Il dibattito in Aula sul referendum: le opposizioni contro il governo
Il capogruppo di Alleanza Verdi e Sinistra (AVS), Filiberto Zaratti, ha duramente criticato la scelta della maggioranza, sottolineando come in occasione di un referendum costituzionale sia fondamentale garantire la più ampia partecipazione possibile. Zaratti ha ricordato che la sperimentazione del voto per i fuori sede in altre occasioni è stata positiva e ha definito la mancata estensione del diritto “un’ingiustizia grande come una casa”. Anche la deputata Rachele Scarpa ha ribadito che non si tratta di mancanza di tempi tecnici, ma di volontà politica, evidenziando che quasi 4,5 milioni di cittadini rischiano di essere esclusi dal voto per motivi logistici ed economici.
La deputata Vittoria Baldino ha denunciato come questa decisione sia funzionale a un governo che vuole “costruirsi una giustizia su misura” e che mira a limitare la partecipazione soprattutto dei giovani, tradizionalmente più propensi al “no” nei sondaggi sul referendum.
Il peso del voto dei fuori sede e l’allarme delle associazioni
Secondo le stime, sono oltre cinque milioni e mezzo le persone – tra studenti, lavoratori precari e malati – che potrebbero vedersi negato il diritto di voto fuori sede.
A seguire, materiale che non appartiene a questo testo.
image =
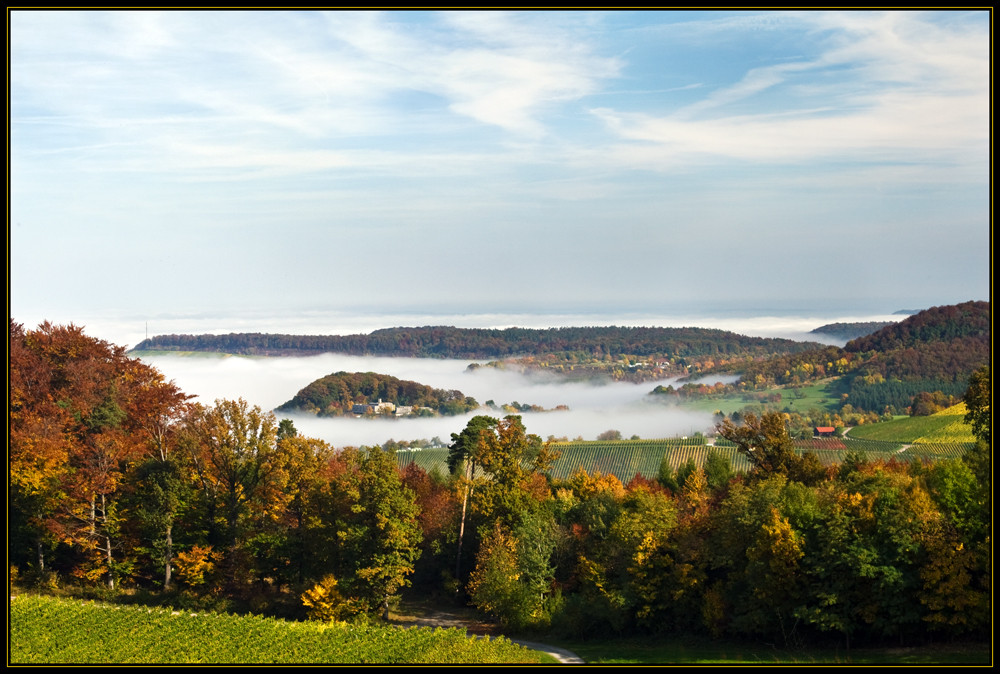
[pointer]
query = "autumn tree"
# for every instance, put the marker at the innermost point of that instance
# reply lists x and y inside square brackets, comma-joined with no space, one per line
[767,445]
[379,531]
[513,461]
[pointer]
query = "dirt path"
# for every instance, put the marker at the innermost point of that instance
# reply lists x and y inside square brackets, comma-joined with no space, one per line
[476,626]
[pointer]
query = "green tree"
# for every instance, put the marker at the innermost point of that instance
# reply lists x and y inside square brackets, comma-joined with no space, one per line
[233,449]
[718,469]
[766,443]
[511,460]
[383,535]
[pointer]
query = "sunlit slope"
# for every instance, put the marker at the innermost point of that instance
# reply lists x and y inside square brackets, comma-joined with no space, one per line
[947,426]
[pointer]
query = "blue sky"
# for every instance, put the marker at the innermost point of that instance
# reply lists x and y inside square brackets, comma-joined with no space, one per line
[205,162]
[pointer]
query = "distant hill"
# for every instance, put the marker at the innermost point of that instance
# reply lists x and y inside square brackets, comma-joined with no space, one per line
[337,395]
[850,330]
[937,324]
[489,344]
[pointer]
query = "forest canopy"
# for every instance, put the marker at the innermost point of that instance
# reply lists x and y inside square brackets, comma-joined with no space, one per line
[344,393]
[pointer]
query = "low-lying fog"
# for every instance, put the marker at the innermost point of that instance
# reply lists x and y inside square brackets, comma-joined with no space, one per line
[269,382]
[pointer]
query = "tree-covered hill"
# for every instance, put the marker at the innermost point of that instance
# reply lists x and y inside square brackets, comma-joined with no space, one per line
[486,344]
[937,324]
[337,394]
[850,330]
[934,350]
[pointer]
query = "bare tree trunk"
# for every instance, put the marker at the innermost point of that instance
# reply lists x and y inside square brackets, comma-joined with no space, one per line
[461,526]
[107,543]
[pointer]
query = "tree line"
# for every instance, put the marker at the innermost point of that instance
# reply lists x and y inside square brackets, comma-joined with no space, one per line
[337,393]
[483,344]
[118,481]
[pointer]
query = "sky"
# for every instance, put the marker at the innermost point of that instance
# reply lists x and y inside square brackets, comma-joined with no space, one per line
[291,163]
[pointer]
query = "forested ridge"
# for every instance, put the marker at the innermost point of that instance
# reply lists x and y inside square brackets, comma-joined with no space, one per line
[482,343]
[851,330]
[336,394]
Organizzazioni come The Good Lobby, la Rete Voto Fuorisede e Will Media hanno espresso preoccupazione per il rischio di un ulteriore calo dell’affluenza in occasione del referendum del 22 e 23 marzo, causato proprio dall’impossibilità di votare fuori dalla propria città di residenza.
Filiberto Zaratti ha definito “inaccettabile” questa scelta, sottolineando come la destra al governo dimostri “paura del voto libero e democratico” con misure che allontanano ulteriormente i cittadini dalle urne, aggravando il fenomeno dell’astensionismo che si sta consolidando nel Paese.